During an investigation by the Senate Banking Committee, several members criticized Wells Fargo chief executive officer John Stumpf for passing the buck to low-paid employees. Massachusetts Sen. Elizabeth Warren argued that executives intentionally used financial incentives to force employees to cut legal corners.
“This isn't the work of 5,300 bad apples, this is the work of sowing seeds that poisoned the orchard,” said Sen. Robert Menendez (D) of New Jersey. “You and your executives created an environment that allowed for this behavior.”

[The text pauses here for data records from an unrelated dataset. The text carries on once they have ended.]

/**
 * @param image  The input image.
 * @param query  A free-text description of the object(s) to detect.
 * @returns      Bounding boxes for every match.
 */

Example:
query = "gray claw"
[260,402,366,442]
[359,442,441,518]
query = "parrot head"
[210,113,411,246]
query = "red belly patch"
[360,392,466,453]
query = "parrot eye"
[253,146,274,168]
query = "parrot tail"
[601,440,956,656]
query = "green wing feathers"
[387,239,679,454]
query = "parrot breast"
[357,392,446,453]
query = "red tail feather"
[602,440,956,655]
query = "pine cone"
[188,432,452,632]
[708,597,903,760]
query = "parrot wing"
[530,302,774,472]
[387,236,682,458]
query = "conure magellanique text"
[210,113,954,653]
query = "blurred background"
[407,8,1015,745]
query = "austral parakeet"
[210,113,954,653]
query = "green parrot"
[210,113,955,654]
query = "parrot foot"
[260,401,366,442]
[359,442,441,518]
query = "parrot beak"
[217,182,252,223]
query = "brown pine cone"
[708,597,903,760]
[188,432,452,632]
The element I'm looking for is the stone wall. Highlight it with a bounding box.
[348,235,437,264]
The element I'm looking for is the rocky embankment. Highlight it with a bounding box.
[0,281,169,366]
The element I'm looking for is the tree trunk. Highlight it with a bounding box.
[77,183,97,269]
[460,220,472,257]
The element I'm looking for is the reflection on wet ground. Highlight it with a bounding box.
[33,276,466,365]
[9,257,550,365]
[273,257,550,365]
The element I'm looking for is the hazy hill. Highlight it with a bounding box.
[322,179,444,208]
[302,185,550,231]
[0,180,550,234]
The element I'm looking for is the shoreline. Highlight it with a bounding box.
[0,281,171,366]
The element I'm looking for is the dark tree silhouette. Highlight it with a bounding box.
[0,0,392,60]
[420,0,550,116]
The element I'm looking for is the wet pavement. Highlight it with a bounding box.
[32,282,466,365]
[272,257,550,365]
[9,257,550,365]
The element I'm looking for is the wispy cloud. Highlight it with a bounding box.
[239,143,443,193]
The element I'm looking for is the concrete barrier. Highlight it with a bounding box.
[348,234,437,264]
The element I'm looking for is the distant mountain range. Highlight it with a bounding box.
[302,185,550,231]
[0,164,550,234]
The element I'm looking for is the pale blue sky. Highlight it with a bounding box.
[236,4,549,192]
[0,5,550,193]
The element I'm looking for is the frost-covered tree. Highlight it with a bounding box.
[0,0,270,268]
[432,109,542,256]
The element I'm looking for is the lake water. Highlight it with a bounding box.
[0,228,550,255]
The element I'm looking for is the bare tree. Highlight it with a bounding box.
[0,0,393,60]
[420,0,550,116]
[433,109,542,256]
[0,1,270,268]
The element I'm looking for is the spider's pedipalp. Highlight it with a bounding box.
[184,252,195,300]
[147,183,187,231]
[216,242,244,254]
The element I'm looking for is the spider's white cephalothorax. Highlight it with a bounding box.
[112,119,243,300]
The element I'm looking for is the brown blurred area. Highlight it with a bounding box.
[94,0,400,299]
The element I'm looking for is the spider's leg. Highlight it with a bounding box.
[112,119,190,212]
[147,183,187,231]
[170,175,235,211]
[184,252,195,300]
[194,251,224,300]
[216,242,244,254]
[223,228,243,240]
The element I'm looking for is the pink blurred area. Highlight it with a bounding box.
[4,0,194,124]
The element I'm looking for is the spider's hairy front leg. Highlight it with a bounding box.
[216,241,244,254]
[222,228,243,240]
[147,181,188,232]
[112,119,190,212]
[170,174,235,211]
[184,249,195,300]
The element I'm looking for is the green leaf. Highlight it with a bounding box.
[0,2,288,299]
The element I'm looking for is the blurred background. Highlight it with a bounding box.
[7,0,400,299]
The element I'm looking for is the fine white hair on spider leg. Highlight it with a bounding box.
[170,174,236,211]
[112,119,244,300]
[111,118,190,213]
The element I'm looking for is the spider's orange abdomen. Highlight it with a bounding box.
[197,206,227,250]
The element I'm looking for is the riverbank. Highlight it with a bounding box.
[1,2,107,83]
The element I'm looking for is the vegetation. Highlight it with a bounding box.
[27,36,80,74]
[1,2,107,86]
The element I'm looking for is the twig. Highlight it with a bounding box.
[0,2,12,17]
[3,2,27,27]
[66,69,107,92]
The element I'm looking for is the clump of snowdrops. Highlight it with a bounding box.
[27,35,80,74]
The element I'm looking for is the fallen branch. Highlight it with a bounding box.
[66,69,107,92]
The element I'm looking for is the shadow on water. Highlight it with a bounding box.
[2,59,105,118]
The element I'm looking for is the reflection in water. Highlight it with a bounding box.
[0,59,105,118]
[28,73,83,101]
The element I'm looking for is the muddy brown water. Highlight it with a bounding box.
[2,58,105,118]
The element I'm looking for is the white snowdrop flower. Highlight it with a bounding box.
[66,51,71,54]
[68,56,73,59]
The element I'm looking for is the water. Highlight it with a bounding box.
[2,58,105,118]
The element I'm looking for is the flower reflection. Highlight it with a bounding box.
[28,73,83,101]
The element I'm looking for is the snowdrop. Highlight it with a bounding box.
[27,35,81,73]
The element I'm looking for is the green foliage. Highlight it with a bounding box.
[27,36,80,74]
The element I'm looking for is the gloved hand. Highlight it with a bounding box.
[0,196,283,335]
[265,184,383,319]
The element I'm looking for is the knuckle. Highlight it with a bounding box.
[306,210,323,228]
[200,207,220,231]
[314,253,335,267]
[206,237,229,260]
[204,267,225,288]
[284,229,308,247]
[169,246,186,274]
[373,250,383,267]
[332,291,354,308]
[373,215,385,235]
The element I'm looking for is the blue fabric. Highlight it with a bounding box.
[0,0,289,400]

Alexander Polonsky and Brian Zaghi, the two former employees who filed the class action suit, say Wells Fargo pushed workers to open 10 accounts per day and submit progress reports every few hours. Many employees took unpaid overtime, or even worked off the clock to meet sales quotas. Those who couldn’t were penalized or fired.
“Wells Fargo knew that their unreasonable quotas were driving these unethical behaviors that were used to fraudulently increase their stock price and benefit the CEO at the expense of the low level employees,” the lawsuit alleges.
Overwork is a significant issue in the high-stress world of banking. In 2013, a Bank of America intern died after allegedly working 72 straight hours. But new research suggests that the problem doesn’t stop there. In general, Americans work more hours than people in almost every other leading industrial nation. In the US, full-time employees work an average of 47 hours per week, and nearly 4 in 10 work more than 50.
For many employees, it can feel like a lose-lose scenario. Those who engage in fraud to meet impossible company goals can expect swift termination once any illegal activity surfaces. But those who hold fast to ethical standards are also victimized by the culture of overwork – those ‘good eggs’ are saddled with workplace anxiety, lost wages and termination.
“[F]inancial incentive programs, if not monitored carefully, carry serious risks that can have serious legal consequences,” Richard Cordray, director of the Consumer Financial Protection Bureau, said in a statement. “Wells Fargo built an incentive-compensation program that made it possible for its employees to pursue underhanded sales practices, and it appears that the bank did not monitor the program carefully.”
This report includes material from Reuters.